I think I’ve said often that every elected official that had anything to do with immigration law should hang their head in shame. They have let immigration law become a political mess that it’s now more political than anything.
One of the worst things was in the year 2003 they swept immigration law under Homeland Security law—the worst thing that could have possibly happened. Then it became militaristic. That was all political. They stood around. The elected politicians did not stand up for the right thing. They didn’t do the right thing.

And on a state level, late last year, you said that Governor Culver was failing to keep us from “bleeding to death.” Have Culver and the state government responded in the past months since then?

No, in fact, the governor turned his back on [The Archbishop, myself, Paul Real, and three other representatives from the Hispanic ministry and dioceses] the day we went down to see [Secretary of Homeland Security] Janet Nepolitano. He knew who we were. He turned his back on us. He has not been responding.

I would criticize the state of Iowa. They have not done enough. This is the largest raid in the history of Iowa. They have not stood up and said, “We can’t do much as a state, but now on a federal level we expect [the government] to do more.” And, they have not done that. That’s wrong.

With the situation at Henry’s Turkey Service [in which mentally disabled men were subject to illegal workhouse conditions for years], is there anything you can draw comparisons between the two situations?

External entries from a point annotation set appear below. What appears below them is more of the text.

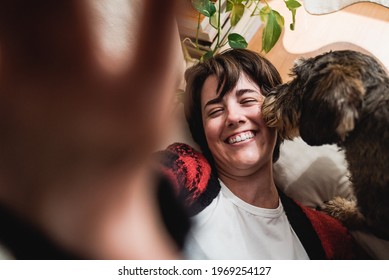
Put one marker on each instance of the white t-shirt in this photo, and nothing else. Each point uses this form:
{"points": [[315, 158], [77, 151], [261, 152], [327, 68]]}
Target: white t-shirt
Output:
{"points": [[230, 228]]}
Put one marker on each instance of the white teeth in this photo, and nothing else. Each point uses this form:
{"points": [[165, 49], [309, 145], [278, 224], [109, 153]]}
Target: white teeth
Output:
{"points": [[241, 137]]}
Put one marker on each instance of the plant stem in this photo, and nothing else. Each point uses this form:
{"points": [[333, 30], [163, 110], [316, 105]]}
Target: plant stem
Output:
{"points": [[219, 28], [197, 31]]}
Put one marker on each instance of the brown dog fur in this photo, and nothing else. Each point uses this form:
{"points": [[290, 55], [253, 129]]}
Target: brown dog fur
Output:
{"points": [[342, 97]]}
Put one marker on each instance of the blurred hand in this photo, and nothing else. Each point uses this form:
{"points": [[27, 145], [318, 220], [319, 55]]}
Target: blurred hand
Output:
{"points": [[76, 129]]}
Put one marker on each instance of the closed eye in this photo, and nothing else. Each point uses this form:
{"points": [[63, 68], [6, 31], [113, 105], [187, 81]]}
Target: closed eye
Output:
{"points": [[249, 101], [215, 112]]}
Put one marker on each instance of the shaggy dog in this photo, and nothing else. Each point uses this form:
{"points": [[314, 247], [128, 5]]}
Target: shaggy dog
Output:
{"points": [[342, 97]]}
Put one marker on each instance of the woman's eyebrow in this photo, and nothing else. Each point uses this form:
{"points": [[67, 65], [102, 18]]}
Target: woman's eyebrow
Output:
{"points": [[213, 101], [242, 91]]}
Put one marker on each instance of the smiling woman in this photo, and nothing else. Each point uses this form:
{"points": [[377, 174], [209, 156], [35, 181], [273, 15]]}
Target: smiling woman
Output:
{"points": [[237, 210]]}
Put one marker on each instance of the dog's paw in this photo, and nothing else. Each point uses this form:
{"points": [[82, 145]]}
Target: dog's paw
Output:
{"points": [[346, 211]]}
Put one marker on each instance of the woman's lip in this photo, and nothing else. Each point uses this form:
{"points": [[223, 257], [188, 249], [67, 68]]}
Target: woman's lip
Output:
{"points": [[237, 137]]}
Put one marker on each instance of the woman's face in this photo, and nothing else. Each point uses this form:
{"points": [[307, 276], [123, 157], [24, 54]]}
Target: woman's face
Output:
{"points": [[236, 134]]}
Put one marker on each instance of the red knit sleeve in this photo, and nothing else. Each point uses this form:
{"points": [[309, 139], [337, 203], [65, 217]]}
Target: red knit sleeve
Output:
{"points": [[335, 238], [187, 169]]}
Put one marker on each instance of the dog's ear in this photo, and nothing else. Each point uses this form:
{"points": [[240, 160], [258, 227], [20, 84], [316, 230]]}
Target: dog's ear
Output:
{"points": [[281, 110], [331, 102]]}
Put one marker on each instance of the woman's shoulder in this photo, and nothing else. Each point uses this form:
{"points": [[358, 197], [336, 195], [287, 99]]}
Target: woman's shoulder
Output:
{"points": [[191, 175]]}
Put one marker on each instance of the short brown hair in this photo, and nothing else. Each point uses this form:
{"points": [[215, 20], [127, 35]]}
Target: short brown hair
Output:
{"points": [[227, 67]]}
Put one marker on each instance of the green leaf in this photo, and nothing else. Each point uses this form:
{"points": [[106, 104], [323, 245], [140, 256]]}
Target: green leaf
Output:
{"points": [[214, 20], [206, 56], [292, 5], [230, 5], [237, 13], [237, 41], [274, 23], [205, 7]]}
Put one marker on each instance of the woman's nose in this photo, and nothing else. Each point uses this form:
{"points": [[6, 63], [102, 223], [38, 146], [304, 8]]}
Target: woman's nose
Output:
{"points": [[234, 115]]}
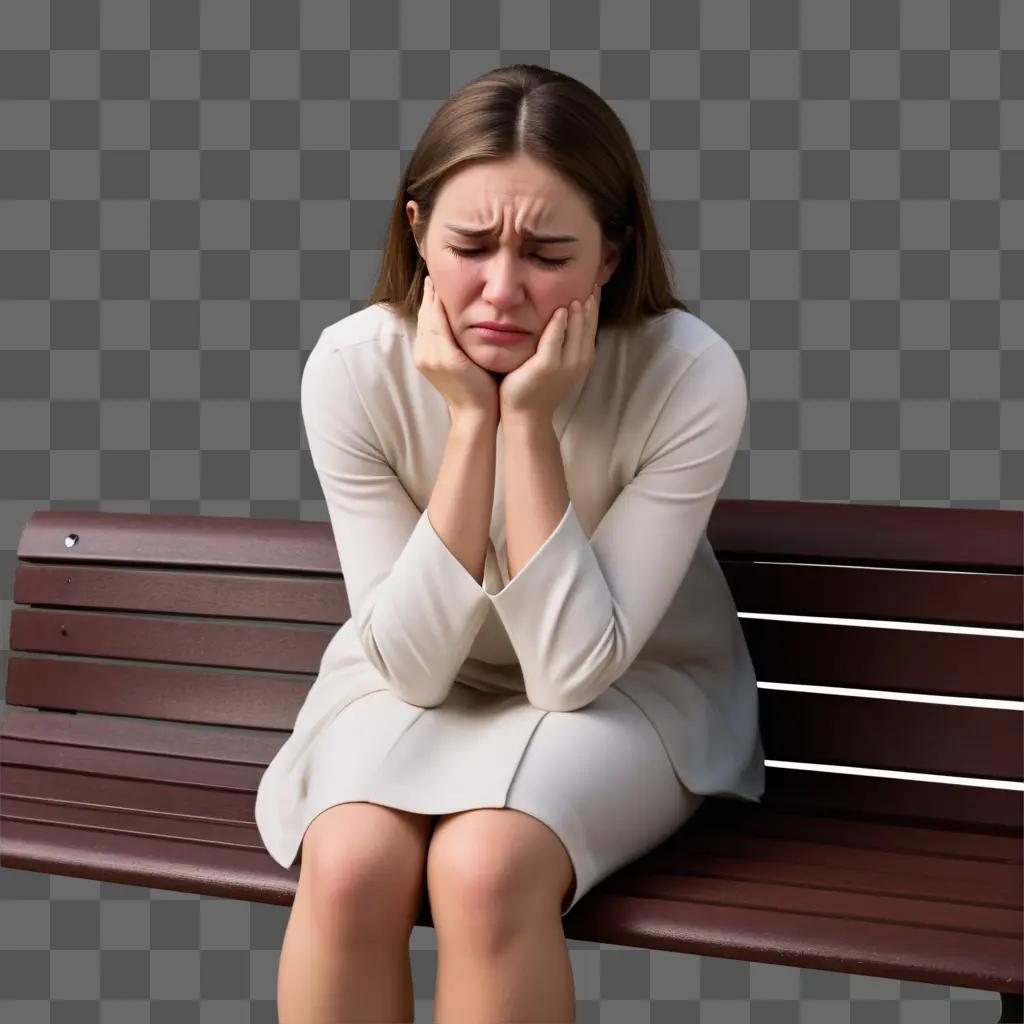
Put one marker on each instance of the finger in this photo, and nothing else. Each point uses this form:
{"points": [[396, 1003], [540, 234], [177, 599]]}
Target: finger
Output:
{"points": [[573, 333]]}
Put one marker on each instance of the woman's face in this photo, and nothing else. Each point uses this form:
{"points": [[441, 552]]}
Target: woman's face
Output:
{"points": [[506, 275]]}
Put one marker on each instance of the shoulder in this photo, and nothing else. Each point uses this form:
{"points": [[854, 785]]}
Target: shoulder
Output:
{"points": [[672, 355], [369, 346], [373, 328]]}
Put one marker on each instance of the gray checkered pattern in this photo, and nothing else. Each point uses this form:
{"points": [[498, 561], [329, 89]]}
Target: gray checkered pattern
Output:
{"points": [[190, 190]]}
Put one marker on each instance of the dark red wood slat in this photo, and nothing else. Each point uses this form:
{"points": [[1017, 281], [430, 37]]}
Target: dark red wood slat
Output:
{"points": [[189, 592], [955, 598], [695, 849], [872, 657], [142, 822], [194, 797], [875, 835], [977, 599], [178, 864], [796, 726], [896, 800], [129, 766], [897, 735], [899, 536], [157, 691], [898, 951], [987, 540], [854, 905], [212, 542], [701, 851], [254, 747], [184, 641]]}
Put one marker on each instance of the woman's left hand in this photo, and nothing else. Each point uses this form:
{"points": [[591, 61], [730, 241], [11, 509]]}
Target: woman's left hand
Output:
{"points": [[564, 353]]}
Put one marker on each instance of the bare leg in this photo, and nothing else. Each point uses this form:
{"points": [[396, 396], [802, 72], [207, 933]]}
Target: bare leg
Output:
{"points": [[325, 978], [525, 977]]}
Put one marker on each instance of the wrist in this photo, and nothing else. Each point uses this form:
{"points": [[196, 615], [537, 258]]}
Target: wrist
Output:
{"points": [[527, 424]]}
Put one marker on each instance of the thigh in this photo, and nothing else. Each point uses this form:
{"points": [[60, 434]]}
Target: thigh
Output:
{"points": [[359, 854]]}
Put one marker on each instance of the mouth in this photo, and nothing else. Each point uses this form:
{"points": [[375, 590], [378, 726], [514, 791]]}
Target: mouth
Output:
{"points": [[502, 337]]}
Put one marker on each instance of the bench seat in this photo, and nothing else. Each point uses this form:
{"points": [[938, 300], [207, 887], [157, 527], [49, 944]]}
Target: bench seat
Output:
{"points": [[158, 664], [171, 806]]}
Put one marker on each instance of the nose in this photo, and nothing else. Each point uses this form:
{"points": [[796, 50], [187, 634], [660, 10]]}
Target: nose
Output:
{"points": [[503, 280]]}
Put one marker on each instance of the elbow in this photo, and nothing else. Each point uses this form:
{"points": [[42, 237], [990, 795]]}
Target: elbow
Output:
{"points": [[418, 694]]}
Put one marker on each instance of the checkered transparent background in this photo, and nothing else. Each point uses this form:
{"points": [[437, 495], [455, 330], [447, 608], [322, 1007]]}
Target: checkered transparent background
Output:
{"points": [[189, 192]]}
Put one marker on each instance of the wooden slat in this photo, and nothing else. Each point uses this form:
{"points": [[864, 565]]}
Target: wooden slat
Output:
{"points": [[994, 600], [722, 909], [977, 599], [182, 641], [860, 732], [865, 797], [982, 540], [707, 929], [201, 542], [847, 901], [192, 592], [897, 735], [899, 536], [181, 864], [943, 665], [177, 694], [805, 652], [248, 745]]}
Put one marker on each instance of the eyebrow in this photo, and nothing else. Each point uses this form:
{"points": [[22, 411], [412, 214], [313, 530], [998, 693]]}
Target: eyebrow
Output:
{"points": [[480, 232]]}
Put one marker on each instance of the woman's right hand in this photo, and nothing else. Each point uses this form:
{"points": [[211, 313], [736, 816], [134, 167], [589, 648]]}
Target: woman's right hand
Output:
{"points": [[465, 385]]}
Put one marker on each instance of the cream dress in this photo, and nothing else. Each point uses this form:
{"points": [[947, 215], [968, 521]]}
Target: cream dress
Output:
{"points": [[606, 688]]}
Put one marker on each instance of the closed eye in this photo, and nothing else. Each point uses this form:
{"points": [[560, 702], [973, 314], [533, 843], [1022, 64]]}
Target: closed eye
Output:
{"points": [[461, 253]]}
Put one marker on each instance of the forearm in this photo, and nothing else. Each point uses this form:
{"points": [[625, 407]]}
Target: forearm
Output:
{"points": [[464, 492], [536, 491]]}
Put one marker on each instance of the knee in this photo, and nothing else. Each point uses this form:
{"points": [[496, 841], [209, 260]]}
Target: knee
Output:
{"points": [[481, 894], [356, 897]]}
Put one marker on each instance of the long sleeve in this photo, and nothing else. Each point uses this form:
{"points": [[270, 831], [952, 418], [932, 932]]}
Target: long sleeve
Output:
{"points": [[416, 608], [582, 609]]}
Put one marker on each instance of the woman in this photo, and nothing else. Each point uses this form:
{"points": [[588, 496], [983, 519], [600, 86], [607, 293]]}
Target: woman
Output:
{"points": [[544, 674]]}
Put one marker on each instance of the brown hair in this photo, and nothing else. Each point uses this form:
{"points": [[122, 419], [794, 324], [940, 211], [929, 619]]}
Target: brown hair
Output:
{"points": [[555, 119]]}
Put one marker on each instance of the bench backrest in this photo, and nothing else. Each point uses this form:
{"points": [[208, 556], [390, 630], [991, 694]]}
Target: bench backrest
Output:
{"points": [[222, 622]]}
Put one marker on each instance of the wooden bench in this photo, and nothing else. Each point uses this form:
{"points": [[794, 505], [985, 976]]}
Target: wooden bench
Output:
{"points": [[165, 658]]}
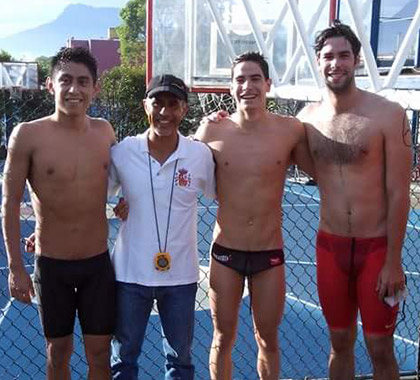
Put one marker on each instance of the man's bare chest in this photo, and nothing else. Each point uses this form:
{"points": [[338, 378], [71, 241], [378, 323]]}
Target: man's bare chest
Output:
{"points": [[242, 157], [344, 140], [69, 163]]}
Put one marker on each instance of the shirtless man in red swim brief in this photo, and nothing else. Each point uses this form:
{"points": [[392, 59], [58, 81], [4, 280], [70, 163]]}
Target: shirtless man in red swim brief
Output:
{"points": [[361, 147]]}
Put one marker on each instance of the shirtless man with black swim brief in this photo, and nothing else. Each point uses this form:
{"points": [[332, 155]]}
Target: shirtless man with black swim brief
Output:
{"points": [[65, 158], [361, 147], [253, 149]]}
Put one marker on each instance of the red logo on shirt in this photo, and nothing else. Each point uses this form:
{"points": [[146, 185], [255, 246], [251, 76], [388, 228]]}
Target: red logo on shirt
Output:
{"points": [[183, 178]]}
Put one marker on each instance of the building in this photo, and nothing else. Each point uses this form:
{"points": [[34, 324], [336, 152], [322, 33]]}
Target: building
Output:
{"points": [[105, 50]]}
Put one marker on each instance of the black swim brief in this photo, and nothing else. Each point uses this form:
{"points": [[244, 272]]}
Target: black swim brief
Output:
{"points": [[63, 287], [247, 263]]}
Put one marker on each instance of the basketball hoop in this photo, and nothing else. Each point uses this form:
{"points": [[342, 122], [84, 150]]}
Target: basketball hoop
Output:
{"points": [[16, 92]]}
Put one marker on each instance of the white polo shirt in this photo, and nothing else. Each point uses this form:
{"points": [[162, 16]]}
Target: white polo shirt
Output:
{"points": [[137, 241]]}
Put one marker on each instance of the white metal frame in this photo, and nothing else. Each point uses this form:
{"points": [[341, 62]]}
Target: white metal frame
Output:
{"points": [[287, 85]]}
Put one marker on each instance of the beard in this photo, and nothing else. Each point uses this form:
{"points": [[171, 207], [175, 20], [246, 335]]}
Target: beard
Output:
{"points": [[339, 88]]}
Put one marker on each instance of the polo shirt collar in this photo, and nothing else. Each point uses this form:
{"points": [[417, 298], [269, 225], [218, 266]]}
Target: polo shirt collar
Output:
{"points": [[180, 151]]}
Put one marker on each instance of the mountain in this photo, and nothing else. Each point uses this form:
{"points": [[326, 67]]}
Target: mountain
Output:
{"points": [[77, 20]]}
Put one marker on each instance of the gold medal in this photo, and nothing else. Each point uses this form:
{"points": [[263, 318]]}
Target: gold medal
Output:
{"points": [[162, 261]]}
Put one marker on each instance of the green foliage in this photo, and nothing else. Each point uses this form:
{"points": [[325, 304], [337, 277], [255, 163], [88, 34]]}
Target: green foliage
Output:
{"points": [[120, 100], [43, 69], [5, 56], [132, 33]]}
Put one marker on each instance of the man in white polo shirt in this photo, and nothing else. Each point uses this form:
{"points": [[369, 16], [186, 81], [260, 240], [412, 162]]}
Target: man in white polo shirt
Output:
{"points": [[160, 173]]}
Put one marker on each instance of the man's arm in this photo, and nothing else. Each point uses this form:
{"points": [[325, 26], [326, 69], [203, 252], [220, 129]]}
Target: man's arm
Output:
{"points": [[15, 173], [301, 155], [398, 163], [202, 133]]}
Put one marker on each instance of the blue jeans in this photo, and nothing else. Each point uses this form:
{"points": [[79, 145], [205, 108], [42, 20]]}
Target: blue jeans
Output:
{"points": [[176, 305]]}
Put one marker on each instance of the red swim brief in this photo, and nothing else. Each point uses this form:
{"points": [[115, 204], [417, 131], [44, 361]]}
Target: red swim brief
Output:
{"points": [[347, 274]]}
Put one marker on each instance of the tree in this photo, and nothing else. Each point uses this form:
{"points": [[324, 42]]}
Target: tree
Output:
{"points": [[5, 56], [132, 33], [120, 99], [43, 69]]}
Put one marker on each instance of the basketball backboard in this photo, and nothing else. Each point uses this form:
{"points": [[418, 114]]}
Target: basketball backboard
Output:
{"points": [[19, 74], [198, 39]]}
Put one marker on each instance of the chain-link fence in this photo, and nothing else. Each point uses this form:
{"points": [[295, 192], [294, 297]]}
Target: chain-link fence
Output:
{"points": [[303, 333]]}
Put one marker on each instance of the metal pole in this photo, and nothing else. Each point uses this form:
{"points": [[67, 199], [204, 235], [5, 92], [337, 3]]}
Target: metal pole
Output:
{"points": [[374, 27], [149, 41], [333, 10]]}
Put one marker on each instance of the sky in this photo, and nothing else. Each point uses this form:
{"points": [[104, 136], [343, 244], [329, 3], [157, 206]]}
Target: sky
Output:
{"points": [[20, 15]]}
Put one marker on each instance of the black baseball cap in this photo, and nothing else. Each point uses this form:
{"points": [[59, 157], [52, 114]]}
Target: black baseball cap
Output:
{"points": [[167, 83]]}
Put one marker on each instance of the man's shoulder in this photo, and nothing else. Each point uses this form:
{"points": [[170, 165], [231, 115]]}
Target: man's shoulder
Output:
{"points": [[384, 112], [308, 111], [196, 147], [127, 144], [375, 103], [35, 127], [208, 128]]}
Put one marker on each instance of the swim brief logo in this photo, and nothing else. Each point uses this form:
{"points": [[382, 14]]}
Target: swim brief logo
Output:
{"points": [[387, 327], [224, 258], [183, 178], [275, 261]]}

And whether that’s a problem on a statewide level or a nationwide level?

Once you have an ingrained immoral condition in the community, it takes an exceptional person to stand up and say, “This is wrong.” And they don’t want to upset the community. And I think that’s the way it was with what happened with Henry’s Turkey [Service]. The people had accepted a condition that was not good. I read somewhere that some inspectors never ever went in there to inspect those places.

And the apartments in Postville – some of the ones we’ve been in, man, they should have been closed the next day. And they didn’t because they didn’t have a housing code and so on. And I think you’d find that all around the country, especially in small communities. We’ve called a number of them, just like us. [The businesses] are bigger than us, but it’s the same. Unless good people get together and say no more then nothing happens.